Na manhã seguinte ao acordar, Marina empalideceu ao perceber sua camisola jogada no chão, ainda sentia sua boca latejando devido aos fortes beijos do sonho. "Sonho? Ou será que alguém entrou aqui?" Levantou-se, vestiu-se depressa e foi verificar a porta; estava trancada. Olhou as janelas, também estavam fechadas. Seu coração disparou, engoliu em seco, assustada. Caminhou até ao banheiro, olhou-se no espelho e disse a si mesma: "Marina, foi só um pesadelo".
Naquele dia não conseguiu trabalhar direito, estava abatida, taciturna. Não era a Marina de sempre, aquela Marina corajosa, alegre. No fim do dia foi para casa sentindo-se muito cansada. Cumpriu todos os rituais de todas as noites e foi dormir, não tomou vinho, queria estar lúcida se sonhasse novamente. Logo adormeceu. Dormiu um bom tempo sem ter nenhum pesadelo, mas pela madrugada começou a sonhar com um homem muito bonito que vinha para ela sorrindo, sua pele macia, ao roçar em seu corpo causava-lhe arrepios, eram arrepios de prazer. Desta vez ele estava mais carinhoso, seus beijos eram mais suaves, demorados, calmos e apaixonantes. Suas mãos iam deslizando pelo corpo seminu da indefesa amada. Trocaram carícias apaixonadas e amaram-se novamente.

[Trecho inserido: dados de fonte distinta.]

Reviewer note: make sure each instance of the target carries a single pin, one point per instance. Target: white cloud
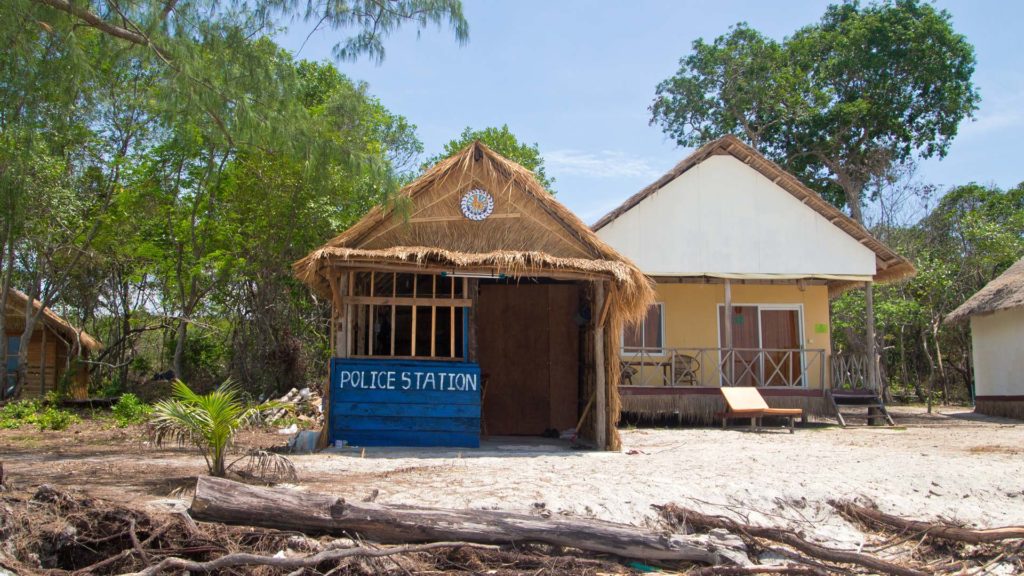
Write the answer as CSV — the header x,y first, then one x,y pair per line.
x,y
604,164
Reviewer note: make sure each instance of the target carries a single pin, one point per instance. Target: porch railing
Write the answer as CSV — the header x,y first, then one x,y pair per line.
x,y
723,367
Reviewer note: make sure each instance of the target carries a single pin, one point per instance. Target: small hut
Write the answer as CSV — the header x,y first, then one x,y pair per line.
x,y
996,315
474,303
54,351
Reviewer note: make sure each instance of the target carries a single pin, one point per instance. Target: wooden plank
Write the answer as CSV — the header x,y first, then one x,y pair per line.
x,y
412,439
433,319
452,321
600,392
441,409
420,422
461,218
394,292
370,313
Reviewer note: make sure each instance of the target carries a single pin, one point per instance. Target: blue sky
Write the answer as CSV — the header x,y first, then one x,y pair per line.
x,y
576,77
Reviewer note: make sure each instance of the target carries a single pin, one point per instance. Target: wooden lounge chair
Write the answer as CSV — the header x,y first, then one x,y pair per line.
x,y
747,402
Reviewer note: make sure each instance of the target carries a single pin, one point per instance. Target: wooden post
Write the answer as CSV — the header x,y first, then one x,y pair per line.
x,y
42,365
872,376
727,319
601,404
472,288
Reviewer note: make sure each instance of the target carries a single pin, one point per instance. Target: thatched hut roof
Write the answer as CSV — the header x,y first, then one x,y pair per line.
x,y
890,265
16,302
1007,291
528,233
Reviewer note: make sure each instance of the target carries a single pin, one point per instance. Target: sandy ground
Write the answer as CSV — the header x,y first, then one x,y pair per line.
x,y
951,464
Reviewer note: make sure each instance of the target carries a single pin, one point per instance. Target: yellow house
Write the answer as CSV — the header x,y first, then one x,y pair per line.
x,y
728,230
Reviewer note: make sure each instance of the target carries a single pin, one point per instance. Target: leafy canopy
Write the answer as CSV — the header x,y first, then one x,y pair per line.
x,y
840,103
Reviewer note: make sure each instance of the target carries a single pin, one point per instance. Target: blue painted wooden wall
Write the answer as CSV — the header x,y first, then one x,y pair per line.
x,y
404,403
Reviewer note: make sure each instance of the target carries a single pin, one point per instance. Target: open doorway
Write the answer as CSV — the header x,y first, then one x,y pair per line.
x,y
528,351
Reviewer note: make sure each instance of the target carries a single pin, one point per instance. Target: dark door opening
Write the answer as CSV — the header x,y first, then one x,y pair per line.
x,y
528,351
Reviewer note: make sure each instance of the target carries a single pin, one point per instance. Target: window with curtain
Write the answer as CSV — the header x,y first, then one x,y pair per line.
x,y
649,334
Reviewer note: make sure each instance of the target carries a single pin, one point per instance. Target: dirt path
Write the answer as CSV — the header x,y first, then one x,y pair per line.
x,y
950,464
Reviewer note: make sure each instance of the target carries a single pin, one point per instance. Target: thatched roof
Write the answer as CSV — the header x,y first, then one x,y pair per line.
x,y
528,233
889,264
1007,291
16,301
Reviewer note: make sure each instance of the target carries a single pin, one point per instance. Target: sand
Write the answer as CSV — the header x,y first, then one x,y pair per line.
x,y
951,464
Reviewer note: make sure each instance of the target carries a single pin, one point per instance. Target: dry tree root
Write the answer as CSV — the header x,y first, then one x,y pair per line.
x,y
683,516
943,531
754,570
243,559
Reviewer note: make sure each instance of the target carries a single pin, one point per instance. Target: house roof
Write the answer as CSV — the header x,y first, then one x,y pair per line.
x,y
1007,291
16,301
528,234
889,264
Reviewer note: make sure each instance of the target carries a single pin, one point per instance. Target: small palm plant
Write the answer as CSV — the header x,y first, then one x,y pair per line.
x,y
209,421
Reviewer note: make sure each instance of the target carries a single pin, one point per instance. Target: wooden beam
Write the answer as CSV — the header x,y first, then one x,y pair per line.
x,y
600,384
459,218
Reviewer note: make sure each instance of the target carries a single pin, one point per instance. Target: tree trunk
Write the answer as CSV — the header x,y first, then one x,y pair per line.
x,y
179,346
232,502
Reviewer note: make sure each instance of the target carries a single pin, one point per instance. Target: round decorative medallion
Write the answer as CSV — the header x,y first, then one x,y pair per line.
x,y
477,204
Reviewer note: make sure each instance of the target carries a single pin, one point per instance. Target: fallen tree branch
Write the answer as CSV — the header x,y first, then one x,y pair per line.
x,y
749,570
231,502
684,516
935,530
244,559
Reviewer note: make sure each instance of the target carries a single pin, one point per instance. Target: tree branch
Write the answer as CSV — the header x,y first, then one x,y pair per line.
x,y
242,559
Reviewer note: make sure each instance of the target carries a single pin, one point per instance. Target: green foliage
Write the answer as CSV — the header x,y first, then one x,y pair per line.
x,y
130,410
971,237
841,103
208,421
39,414
503,141
15,414
51,418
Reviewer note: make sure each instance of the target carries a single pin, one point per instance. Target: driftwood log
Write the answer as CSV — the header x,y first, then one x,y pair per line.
x,y
697,520
232,502
936,530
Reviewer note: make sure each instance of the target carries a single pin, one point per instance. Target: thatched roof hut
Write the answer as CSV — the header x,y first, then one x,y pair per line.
x,y
518,233
996,316
1006,292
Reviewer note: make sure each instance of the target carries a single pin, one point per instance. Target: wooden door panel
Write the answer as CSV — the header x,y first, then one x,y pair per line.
x,y
745,334
780,330
513,348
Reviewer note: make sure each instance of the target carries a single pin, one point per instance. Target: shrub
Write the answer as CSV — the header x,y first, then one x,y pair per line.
x,y
26,412
54,419
130,410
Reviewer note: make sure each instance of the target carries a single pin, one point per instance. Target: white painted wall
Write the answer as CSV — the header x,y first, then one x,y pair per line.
x,y
723,216
997,341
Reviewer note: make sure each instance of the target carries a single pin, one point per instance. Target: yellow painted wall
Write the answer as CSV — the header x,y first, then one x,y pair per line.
x,y
690,321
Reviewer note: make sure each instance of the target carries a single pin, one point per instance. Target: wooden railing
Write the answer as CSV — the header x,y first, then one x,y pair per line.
x,y
723,367
849,371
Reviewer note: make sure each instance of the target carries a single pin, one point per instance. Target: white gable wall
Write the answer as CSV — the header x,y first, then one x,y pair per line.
x,y
997,339
722,216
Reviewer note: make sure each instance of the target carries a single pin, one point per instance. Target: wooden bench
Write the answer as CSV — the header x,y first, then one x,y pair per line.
x,y
747,402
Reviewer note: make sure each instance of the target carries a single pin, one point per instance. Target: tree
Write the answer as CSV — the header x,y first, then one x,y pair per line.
x,y
503,141
840,104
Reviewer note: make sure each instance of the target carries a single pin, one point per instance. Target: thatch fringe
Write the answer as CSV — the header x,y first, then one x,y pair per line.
x,y
503,246
700,409
1001,408
1007,291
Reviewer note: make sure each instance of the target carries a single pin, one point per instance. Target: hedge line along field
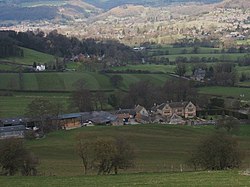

Ao acordar, Marina constatou que seus sonhos não eram apenas sonhos. Então, lembrou-se do vulto que a seguira desde o cemitério. "Tolice! Fantasmas não existem!" Disse, descartando aquela idéia absurda. "Mas, se não era fantasma, o que era aquilo?" Trabalhou o dia todo intrigada, não entendia aquela situação e, o que era pior, estava começando a gostar daqueles sonhos.
Passou-se uma semana, um mês, os sonhos continuavam. Ela, então, resolveu procurar um psicólogo, as terapias não resolveram, os sonhos pareciam cada vez mais reais. Agora, saía do trabalho e corria para casa, ansiosa, esperava a noite chegar para receber seu amante que já era, também, amado. E sonhava...
Atualmente, Marina já não tem mais certeza se existe ou não fantasmas. Mas corre à casa todas as noites para esperar seu amante invisível.